The Langeled pipeline will connect the treatment terminal at Nyhamna in central Norway with Easington in the UK. It consists of the 42-in. Langeled North (LLN) pipeline from Nyhamna to the Sleipner platform complex in the central North Sea and the 44-in. Langeled South (LLS) pipeline from Sleipner to the onshore terminal in Easington.

A subsea 42-in. valve station and two 30-in. branch lines and risers will be connected to the Sleipner riser platform, allowing for import-export to the existing Norwegian gas transportation system.

Langeled can be operated in two modes, normal operation and bypass operation. Pigging will be performed in bypass operation, running 1,200 km from Nyhamna to Easington.

In normal operation, the subsea 42-in. valve is in the closed position, and LLN and LLS are operated as two separate pipelines with different design pressures. In bypass operation the system is operated as one pipeline with three different design pressures. LLN has two design pressures, with a design break 370 km south of Nyhamna.
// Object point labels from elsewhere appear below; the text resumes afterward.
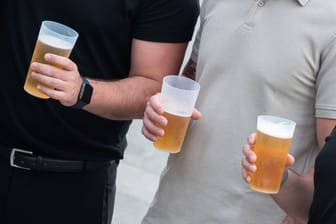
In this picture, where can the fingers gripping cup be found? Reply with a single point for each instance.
(178, 97)
(273, 140)
(53, 38)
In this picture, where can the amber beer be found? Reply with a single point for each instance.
(273, 141)
(174, 133)
(55, 38)
(45, 44)
(178, 98)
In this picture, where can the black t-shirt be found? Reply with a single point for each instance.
(102, 51)
(323, 208)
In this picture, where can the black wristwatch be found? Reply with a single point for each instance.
(84, 95)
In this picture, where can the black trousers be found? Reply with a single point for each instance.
(38, 197)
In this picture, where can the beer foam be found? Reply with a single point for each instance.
(55, 42)
(277, 127)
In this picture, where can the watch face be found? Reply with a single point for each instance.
(86, 92)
For quality reasons, gas mixing will normally take place at Sleipner before export to the UK. Maximum capacity will be 82 million cu m/day and 74 million cu m/day, for LLN and LLS, respectively.

Installation will occur over the course of two work seasons. LLS will begin operations in October 2006 and LLN 1 year later.
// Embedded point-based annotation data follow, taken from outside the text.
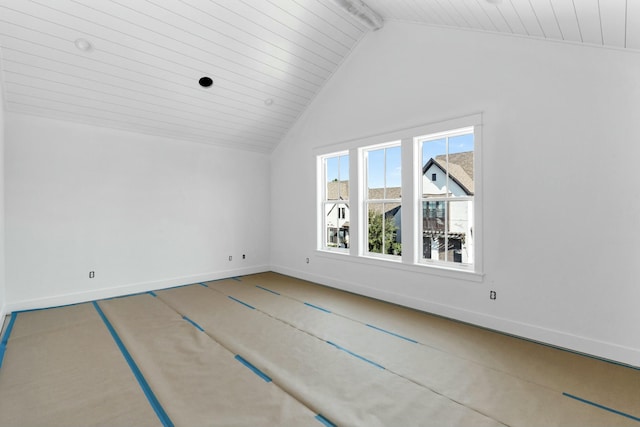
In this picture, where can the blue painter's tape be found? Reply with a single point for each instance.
(5, 338)
(243, 303)
(392, 333)
(193, 323)
(268, 290)
(317, 308)
(325, 421)
(597, 405)
(155, 404)
(356, 355)
(255, 370)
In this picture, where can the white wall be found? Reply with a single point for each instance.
(142, 212)
(561, 246)
(2, 252)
The start-up and lay-down heads will be prepared and loaded with pigs for the initial flooding, cleaning and gauging operation. These heads and pigs will also be part of the wet buckle contingency system during laying.

Commissioning plans for the southern pipeline are conventional and include initial flooding, cleaning and gauging, hydrotesting, dewatering with air, drying with air, nitrogen purging, and gas filling. A temporary pig trap will be included at the subsea valve station at Sleipner. LLS will be operational, transporting sales gas, prior to commencement of RFO operations on the northern pipeline.

Planned commissioning operations on the northern pipeline are far more complicated. The design break requires two separate hydrotest operations. The 627-km pipeline has only one end accessible for pig loading, which will be connected to the already operational southern pipeline.

After flooding, cleaning, gauging, and hydrotesting, the midline tie-in and tie-in to the subsea valve station at Sleipner will be performed. The dewatering train will then be loaded at Nyhamna and propelled to Sleipner with seawater. The Sleipner subsea valve station includes several 2-in. valves downstream of the 30-in. tee to receive and recondition parts of the train.

The train consists of several batches of glycol, some of which will need to be changed out through the 30-in. riser. The water in the riser is changed out with glycol from the train during the same operation.

After the glycol change-out is completed, a 30-in. pig propelled by nitrogen from the platform will pump the riser glycol into the last batch, requiring platform operations and complicated ROV assistance.

After completion of the train reconditioning and final positioning of the train, natural gas will propel the train back to Nyhamna. Sleipner will control pressure of the gas supply. A temporary water flow control valve and flowmeter installed at Nyhamna will provide train speed control.

Upon arrival at Nyhamna, the glycol-and possibly some gas leaking across and into the glycol compartments-will be routed to the permanent slug catcher for further disposal. The pipeline system will be ready for commercial gas deliveries very shortly after completing this commissioning process.